ASSURED (2017-2022) focused specifically on fast and smart charging for full-size urban heavy-duty applications including electric buses, trucks, and vans, with attention to charging management strategy and total cost of ownership.
SCHUNK TRANSIT SYSTEMS GMBH
German industrial specialist in electric transit charging systems and modular ship design, bridging road and maritime transport electrification.
Their core work
Schunk Transit Systems is a German industrial company specialising in electrical power transfer and contact systems for transit vehicles — the hardware that moves electricity from infrastructure to moving vehicles, including pantographs, current collectors, and charging interfaces. Their H2020 participation spans two distinct transport domains: fast charging infrastructure for urban heavy-duty electric vehicles (buses, trucks, vans) in the ASSURED project, and modular ship design with low environmental impact in the NAVAIS shipbuilding project. This combination suggests a company with deep roots in electrified transport systems that is actively expanding its technology into maritime applications. They operate as a specialist industrial contributor rather than a research body, bringing proven component-level expertise into large innovation consortia.
What they specialise in
ASSURED project keywords include 'tco electric fleet' and 'tco fast charging', indicating Schunk contributed to the economic modelling of charging infrastructure deployment, not just the hardware.
NAVAIS (2018-2022) addressed new-generation ferry and workboat design using modular, standardised, platform-based approaches with attention to underwater radiated noise — a signature of electric or hybrid propulsion.
NAVAIS keywords include 'low impact', 'underwater radiated noise', and 'standardised' design — consistent with electrified or hybrid drivetrain integration into commercial vessels, where Schunk's contact-systems expertise would apply.
How they've shifted over time
Schunk Transit Systems entered H2020 with a clear land-transport focus: fast charging infrastructure for electric buses, trucks, and vans in city distribution and urban transit settings, with detailed attention to charging management and fleet economics. Their second project shifted almost entirely into the maritime domain — shipbuilding, ferries, workboats, modular hull design, and underwater noise — suggesting an intentional move to apply electrified transport expertise to vessels. The through-line is electrification of public and commercial transport across different vehicle types, progressing from road to sea.
Their trajectory points toward maritime electrification: a company that mastered EV charging for heavy road vehicles is now working inside shipbuilding consortia, likely to transfer power transfer and contact-system expertise to electric ferries and workboats.
How they like to work
Schunk Transit Systems has participated exclusively as a consortium partner — never as a project coordinator — across both H2020 projects. Despite this, they have built a remarkably wide network of 73 unique partners across 14 countries from just two projects, which indicates participation in large Innovation Action consortia rather than small, focused research collaborations. This pattern is typical of industrial specialists who are brought in for their component or systems expertise and embedded within broader multi-partner platforms.

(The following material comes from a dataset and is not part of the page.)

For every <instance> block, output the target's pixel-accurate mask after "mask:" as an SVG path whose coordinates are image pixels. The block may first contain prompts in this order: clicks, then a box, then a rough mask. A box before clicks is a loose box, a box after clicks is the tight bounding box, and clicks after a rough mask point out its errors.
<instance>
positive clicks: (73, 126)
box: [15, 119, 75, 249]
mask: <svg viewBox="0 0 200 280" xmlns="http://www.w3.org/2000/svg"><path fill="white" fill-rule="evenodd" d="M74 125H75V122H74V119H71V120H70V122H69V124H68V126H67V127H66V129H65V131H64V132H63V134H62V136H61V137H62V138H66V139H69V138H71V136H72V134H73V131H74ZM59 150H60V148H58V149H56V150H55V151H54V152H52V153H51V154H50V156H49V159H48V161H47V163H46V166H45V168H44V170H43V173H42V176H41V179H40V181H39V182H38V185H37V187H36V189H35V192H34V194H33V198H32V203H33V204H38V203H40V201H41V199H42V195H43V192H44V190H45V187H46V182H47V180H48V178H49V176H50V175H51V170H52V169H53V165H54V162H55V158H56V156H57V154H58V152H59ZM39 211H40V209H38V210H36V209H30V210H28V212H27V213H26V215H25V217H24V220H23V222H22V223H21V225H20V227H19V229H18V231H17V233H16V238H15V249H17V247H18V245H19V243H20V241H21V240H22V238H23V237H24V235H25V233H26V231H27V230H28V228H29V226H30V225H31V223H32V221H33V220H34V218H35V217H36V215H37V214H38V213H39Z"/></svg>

With 73 unique consortium partners across 14 countries from only two projects, Schunk Transit Systems has an unexpectedly broad European network relative to their H2020 footprint. Their partnerships span multiple transport sub-sectors, which suggests exposure to diverse research and industrial communities across the EU.
What sets them apart
Schunk Transit Systems occupies a rare niche as an industrial company with hands-on expertise in both road EV charging systems and maritime vessel design — two sectors that are converging as port authorities and ferry operators electrify their fleets. Unlike pure research institutes or software-led consultancies, they bring manufacturable hardware knowledge: the kind of grounded, component-level engineering that turns research projects into deployable products. For a consortium building a project around electric ferries, charging infrastructure for port vehicles, or standardised vessel platforms, they are one of the few German industrial players with verified experience in both domains simultaneously.
Highlights from their portfolio
- NAVAISTheir highest-funded H2020 project (EUR 190,312) addressed next-generation commercial vessel design using modular and platform-based engineering principles — a forward-looking project connecting industrial standardisation with low-impact maritime transport.
- ASSUREDThis project tackled fast charging for the full range of urban heavy-duty electric vehicles (buses, trucks, vans) with explicit attention to total cost of ownership — one of the more practically grounded EV infrastructure projects in the H2020 transport portfolio.